El informe se centra en el hogar tipo, que está conformado por un hombre de 35 años, una mujer de 31, un niño de 6 años y una niña de 8. Para este grupo familiar de cuatro integrantes, la Canasta Básica Total (CBT) alcanzó en mayo un total de $1.498.741. Este monto representa el umbral de pobreza; por lo tanto, cualquier hogar cuyos ingresos sean inferiores a esta cifra es considerado técnicamente como pobre.
Asimismo, en el mismo mes, la Canasta Básica Alimentaria (CBA) para esta misma familia se situó en $681.246. Este valor establece la línea de indigencia; si los ingresos del hogar son insuficientes para cubrir incluso las necesidades alimentarias básicas, se considera que la familia es indigente.
De acuerdo con el Indec, la CBA tuvo un incremento mensual del 2,4%, mientras que la CBT aumentó un 2,0% en comparación con abril.
Desde diciembre de 2022, la CBT ha experimentado un aumento acumulado del 14,5%, pasando de $1.308.713 a los $1.498.741 registrados en mayo. En el mismo intervalo, la CBA creció un 15,6%, desde $589.510 hasta $681.246.
En términos interanuales, al comparar con mayo de 2022, se observan incrementos más notorios.
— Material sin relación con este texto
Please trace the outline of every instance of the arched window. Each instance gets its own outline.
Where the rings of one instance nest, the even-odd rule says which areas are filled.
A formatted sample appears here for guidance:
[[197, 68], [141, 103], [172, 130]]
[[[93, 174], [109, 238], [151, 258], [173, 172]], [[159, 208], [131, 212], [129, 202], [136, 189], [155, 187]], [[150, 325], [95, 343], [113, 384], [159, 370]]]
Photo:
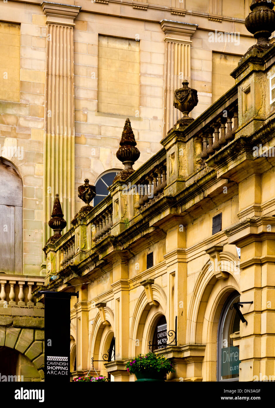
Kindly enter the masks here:
[[0, 272], [22, 273], [23, 185], [13, 164], [0, 157]]
[[107, 190], [108, 187], [111, 185], [114, 178], [120, 171], [116, 169], [109, 170], [103, 173], [98, 177], [95, 184], [96, 195], [94, 199], [94, 207], [109, 195], [109, 192]]
[[167, 345], [167, 323], [165, 316], [157, 321], [155, 329], [152, 347], [152, 351], [165, 348]]
[[234, 303], [240, 301], [240, 294], [235, 291], [225, 302], [218, 328], [217, 381], [238, 381], [238, 346], [233, 345], [233, 339], [240, 335], [240, 319]]

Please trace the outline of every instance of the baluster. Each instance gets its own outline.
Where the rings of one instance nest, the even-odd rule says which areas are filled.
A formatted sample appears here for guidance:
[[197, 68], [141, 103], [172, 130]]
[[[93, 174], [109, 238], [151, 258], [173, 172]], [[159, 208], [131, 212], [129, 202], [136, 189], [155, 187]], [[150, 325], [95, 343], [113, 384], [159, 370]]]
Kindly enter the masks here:
[[33, 306], [34, 303], [33, 300], [33, 295], [31, 293], [31, 290], [33, 285], [34, 285], [34, 282], [28, 282], [28, 303], [27, 304], [28, 306]]
[[234, 138], [234, 136], [232, 134], [232, 120], [230, 118], [227, 118], [226, 123], [227, 125], [227, 130], [225, 135], [225, 140], [228, 142]]
[[206, 150], [206, 154], [209, 157], [210, 156], [212, 156], [214, 153], [214, 151], [212, 147], [213, 146], [213, 133], [212, 133], [212, 129], [211, 128], [208, 129], [207, 131], [207, 133], [208, 134], [208, 147]]
[[25, 284], [24, 282], [19, 282], [19, 293], [18, 293], [18, 305], [20, 306], [24, 306], [25, 302], [24, 302], [24, 293], [23, 291], [23, 287]]
[[[145, 186], [144, 185], [144, 186], [143, 186], [142, 188], [142, 186], [143, 186], [143, 185], [144, 185], [143, 184], [143, 182], [142, 182], [141, 180], [140, 181], [140, 184], [138, 185], [138, 187], [139, 187], [139, 190], [140, 190], [139, 193], [140, 195], [140, 200], [139, 200], [139, 202], [138, 202], [138, 204], [139, 204], [140, 205], [140, 207], [142, 207], [143, 205], [143, 204], [144, 204], [144, 201], [143, 200], [143, 197], [144, 197], [144, 194], [145, 193]], [[147, 189], [146, 189], [146, 191], [147, 191]]]
[[203, 160], [205, 160], [208, 157], [208, 155], [206, 153], [207, 151], [207, 133], [203, 134], [203, 151], [201, 157]]
[[108, 232], [108, 214], [106, 212], [104, 215], [105, 217], [105, 226], [104, 227], [104, 232]]
[[10, 298], [10, 301], [9, 302], [9, 305], [15, 305], [15, 302], [14, 301], [14, 298], [15, 296], [15, 293], [14, 293], [14, 285], [15, 283], [16, 282], [15, 281], [9, 281], [11, 290], [9, 295]]
[[[148, 192], [150, 192], [150, 185], [152, 182], [152, 177], [150, 177], [150, 176], [148, 177], [148, 184], [144, 184], [144, 195], [143, 196], [143, 202], [144, 203], [144, 205], [146, 205], [147, 202], [148, 201], [149, 199], [148, 198]], [[145, 181], [145, 183], [146, 183], [146, 181]]]
[[156, 190], [156, 192], [158, 195], [160, 195], [162, 192], [162, 170], [159, 167], [158, 167], [156, 170], [156, 172], [157, 174], [157, 186]]
[[103, 234], [103, 231], [102, 230], [102, 218], [100, 217], [99, 218], [99, 232], [98, 233], [98, 237], [100, 237], [102, 234]]
[[0, 305], [5, 304], [6, 303], [6, 292], [5, 292], [5, 285], [7, 281], [2, 279], [0, 281], [1, 283], [1, 292], [0, 292]]
[[[157, 194], [157, 174], [155, 173], [153, 173], [153, 197], [155, 197]], [[151, 191], [151, 195], [152, 195], [152, 192]], [[152, 197], [152, 198], [153, 198]]]
[[162, 191], [163, 191], [165, 187], [166, 187], [167, 185], [167, 180], [166, 178], [166, 166], [163, 166], [163, 167], [162, 167], [162, 182], [160, 186], [162, 188]]
[[232, 129], [232, 134], [234, 136], [233, 138], [235, 137], [235, 135], [237, 131], [237, 129], [239, 127], [239, 117], [238, 115], [238, 111], [235, 111], [234, 112], [234, 127]]
[[220, 128], [220, 124], [218, 122], [216, 122], [214, 123], [214, 126], [215, 140], [214, 140], [214, 143], [213, 144], [212, 148], [215, 151], [217, 151], [220, 149], [220, 143], [219, 143], [219, 134], [220, 133], [219, 129]]
[[219, 142], [221, 147], [225, 146], [227, 143], [225, 139], [225, 123], [224, 119], [220, 120], [220, 137]]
La CBT subió un 34,9% en los últimos doce meses, mientras que la CBA lo hizo en un 36,2%.
Para el concepto de adulto equivalente —que el Indec basa en las necesidades nutricionales de un hombre adulto de entre 30 y 60 años con actividad moderada—, la línea de pobreza en mayo se estableció en $485.030, mientras que la línea de indigencia se fijó en $220.468.
Además, el Indec publica mensualmente los valores para diferentes tipos de hogares, dado que la composición familiar impacta directamente en los montos necesarios para determinar si un grupo es considerado pobre o indigente.
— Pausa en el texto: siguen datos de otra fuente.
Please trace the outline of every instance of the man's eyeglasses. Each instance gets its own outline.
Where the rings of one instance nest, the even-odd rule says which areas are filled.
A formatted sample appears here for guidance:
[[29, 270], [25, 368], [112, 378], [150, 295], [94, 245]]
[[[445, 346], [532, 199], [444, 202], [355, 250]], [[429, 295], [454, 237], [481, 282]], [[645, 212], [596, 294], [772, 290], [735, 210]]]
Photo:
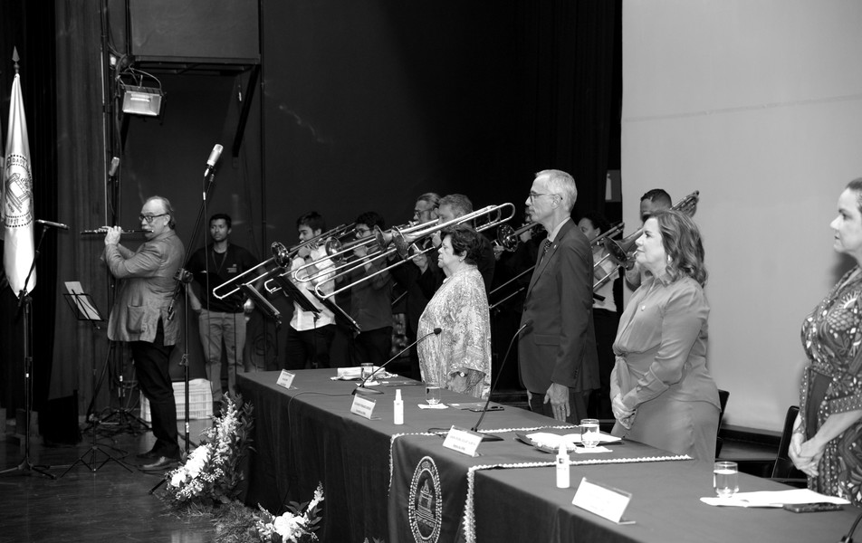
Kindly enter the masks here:
[[536, 200], [536, 198], [538, 198], [539, 196], [556, 196], [556, 197], [560, 197], [560, 195], [555, 195], [555, 194], [553, 194], [553, 193], [534, 193], [534, 192], [531, 192], [531, 193], [530, 193], [530, 201], [531, 201], [531, 202], [534, 202], [534, 201]]
[[147, 221], [147, 224], [153, 224], [153, 221], [155, 221], [157, 217], [163, 217], [163, 216], [165, 216], [166, 214], [167, 214], [167, 213], [160, 213], [160, 214], [158, 214], [158, 215], [145, 215], [145, 214], [139, 214], [139, 215], [138, 215], [138, 220], [139, 220], [139, 221]]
Por ejemplo, para un hogar de tres miembros —compuesto por una mujer de 35 años, un hijo de 18 y una madre de 61—, la CBT de mayo se estableció en $1.193.173 y la CBA en $542.351, siendo este el hogar con el costo de vida más bajo de los tres ejemplos presentados por el organismo.
En contraste, un hogar conformado por cinco integrantes —un hombre y una mujer de 30 años, con tres hijos de 1, 3 y 5 años— reportó en mayo una CBT de $1.576.346 y una CBA de $716.521. Este grupo suma 3,25 adultos equivalentes y, por lo tanto, enfrenta el mayor costo de vida de los escenarios analizados.
El Indec determina estos valores a partir de la CBA, que se establece según las necesidades calóricas y proteicas mínimas para satisfacer los requerimientos nutricionales de un adulto equivalente durante un mes. Los alimentos que la componen —como pan, papa, arroz, fideos, carnes, leche, huevos, frutas y verduras— se seleccionan a partir de los patrones de consumo identificados en la Encuesta Nacional de Gastos de los Hogares.
A partir de la CBA, se calcula la CBT, que incluye los gastos en bienes y servicios no alimentarios mediante la aplicación del coeficiente de Engel, el cual mide la relación entre el gasto alimentario y el gasto total de la población de referencia.
Los datos difundidos mensualmente por el Indec son representativos del Gran Buenos Aires y se actualizan con los precios obtenidos a través del Índice de Precios al Consumidor de esa misma área.